Selama Orde Baru berkuasa, perekonomian dibangun berdasarkan konsep trickle down effect (menetes ke bawah). Artinya, kue ekonomi diberikan dulu kepada perusahaan besar, baru kemudian kekayaan itu menetes ke bawah untuk kalangan masyarakat. Tak heran, begitu banyak kemudahan yang diberikan kepada usaha besar untuk mengembangkan usahanya.

Dalam prakteknya, yang terjadi adalah munculnya pemburu rente (rent seeker). Mereka, menurut definisi Yoshihara Kunio dalam buku “Kapitalisme Semu Asia Tenggara’ adalah para kapitalis yang menjalin hubungan dengan pemerintah demi keuntungan bisnis. Ada juga yang mengistilahkan strategi tersebut dengan kroni kapitalisme (crony capitalism).

Siapa mereka? Tak lain adalah pra konglomerat, para pebisnis besar, para pemimpin politik, anak-anak dan keluarga pejabat. Mereka sibuk mencari rente.
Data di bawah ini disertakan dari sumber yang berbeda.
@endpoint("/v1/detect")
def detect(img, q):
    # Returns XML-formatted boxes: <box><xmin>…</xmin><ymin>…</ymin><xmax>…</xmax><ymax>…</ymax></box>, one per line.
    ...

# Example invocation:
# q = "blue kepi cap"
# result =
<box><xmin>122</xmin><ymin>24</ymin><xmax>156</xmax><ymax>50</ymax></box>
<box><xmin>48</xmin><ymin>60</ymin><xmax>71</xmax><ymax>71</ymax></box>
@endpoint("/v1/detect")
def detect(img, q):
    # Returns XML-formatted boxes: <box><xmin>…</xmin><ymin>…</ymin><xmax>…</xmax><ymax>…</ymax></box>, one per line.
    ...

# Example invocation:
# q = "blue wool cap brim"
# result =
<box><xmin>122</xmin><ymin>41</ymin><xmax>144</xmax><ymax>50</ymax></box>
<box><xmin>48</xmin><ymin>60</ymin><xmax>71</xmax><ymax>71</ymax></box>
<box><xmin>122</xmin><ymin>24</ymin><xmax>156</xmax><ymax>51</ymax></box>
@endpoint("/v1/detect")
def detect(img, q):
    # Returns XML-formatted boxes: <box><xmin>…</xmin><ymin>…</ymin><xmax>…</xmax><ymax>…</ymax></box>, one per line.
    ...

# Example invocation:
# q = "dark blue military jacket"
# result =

Begitu lisensi diperoleh, bisnis akan demikian mudah, demikian lancar, dan merekapun menjadi kian besar. Semakin menggurita.

Pemburu rente tersebut sudah mulai berkibar begitu Orde baru berkuasa pada akhir 1960-an. Tetapi kemudian makin berkembang pada 1980-an. Saat itu, pengusaha seperti Liem Sioe Liong, Sudwikatmono, Prajogo Pangestu, Eka Tjipta, Bob Hasan, Samadikun Hartono, dll makin mencorong setelah sebelumnya memperoleh berbagai lisensi.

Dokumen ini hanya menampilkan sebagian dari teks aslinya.